Nowzari developing controllers to facilitate emergent behavior in swarms

Cameron Nowzari, Assistant Professor, Electrical and Computer Engineering, is working to design and deploy a full-scale robotic swarm system of Lighter Than Air (LTA) agents capable of exhibiting various emergent behaviors without colliding with one another.

The experimental focus of this project will be devoted to building a full-scale ad hoc swarm system. Specifically, the swarm system will require absolutely no infrastructure besides the agents themselves, and all sensing, communication, computation, and control will be done on-board the agents themselves.
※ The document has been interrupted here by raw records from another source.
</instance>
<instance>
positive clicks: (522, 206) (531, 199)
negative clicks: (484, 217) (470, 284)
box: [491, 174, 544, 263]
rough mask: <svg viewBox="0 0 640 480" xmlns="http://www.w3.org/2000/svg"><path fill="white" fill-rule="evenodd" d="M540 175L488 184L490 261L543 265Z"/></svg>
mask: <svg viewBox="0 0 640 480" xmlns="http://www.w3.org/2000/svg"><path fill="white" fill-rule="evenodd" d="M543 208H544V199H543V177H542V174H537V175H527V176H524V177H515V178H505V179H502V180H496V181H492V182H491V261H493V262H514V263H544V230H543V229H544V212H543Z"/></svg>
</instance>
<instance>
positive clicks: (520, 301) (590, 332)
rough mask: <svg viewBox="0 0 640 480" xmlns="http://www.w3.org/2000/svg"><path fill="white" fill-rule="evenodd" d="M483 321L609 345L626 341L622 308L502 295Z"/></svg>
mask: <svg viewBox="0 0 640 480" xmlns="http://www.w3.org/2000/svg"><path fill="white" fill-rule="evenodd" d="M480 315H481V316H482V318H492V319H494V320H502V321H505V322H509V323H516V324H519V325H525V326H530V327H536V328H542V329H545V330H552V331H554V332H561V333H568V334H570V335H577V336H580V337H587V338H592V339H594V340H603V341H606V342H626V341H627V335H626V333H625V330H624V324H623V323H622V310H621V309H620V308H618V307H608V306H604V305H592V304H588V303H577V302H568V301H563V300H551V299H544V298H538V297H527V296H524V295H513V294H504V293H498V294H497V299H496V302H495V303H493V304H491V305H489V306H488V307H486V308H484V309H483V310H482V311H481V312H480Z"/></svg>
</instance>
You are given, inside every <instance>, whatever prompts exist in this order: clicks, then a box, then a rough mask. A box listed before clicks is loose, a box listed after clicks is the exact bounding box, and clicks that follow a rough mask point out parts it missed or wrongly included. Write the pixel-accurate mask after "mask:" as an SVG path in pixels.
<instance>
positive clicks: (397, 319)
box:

The ultimate goal of this work is to bring together the theoretical and practical aspects of this problem once and for all. Specifically, Nowzari and his collaborators will co-design dynamic stigmergic (indirectly coordinated) controllers along with the agents with which they need to be in parallel.

This project differs from similar research on this topic in that many prominent works studying swarm systems simply consider agents as point masses in which multiple agents are allowed to occupy the same space. While in many applications this provides a suitable abstraction for modeling various swarm systems, this does not make sense for most physical swarm systems. In particular, this research project considers robotic swarm systems in which collisions disable the participating agents, and studies the effect of this added constraint on intended emergent behaviors.

Nowzari will receive $275,769 total funding from the U.S. Department of the Navy for this project. Funding began in January 2020 and will conclude in July 2022.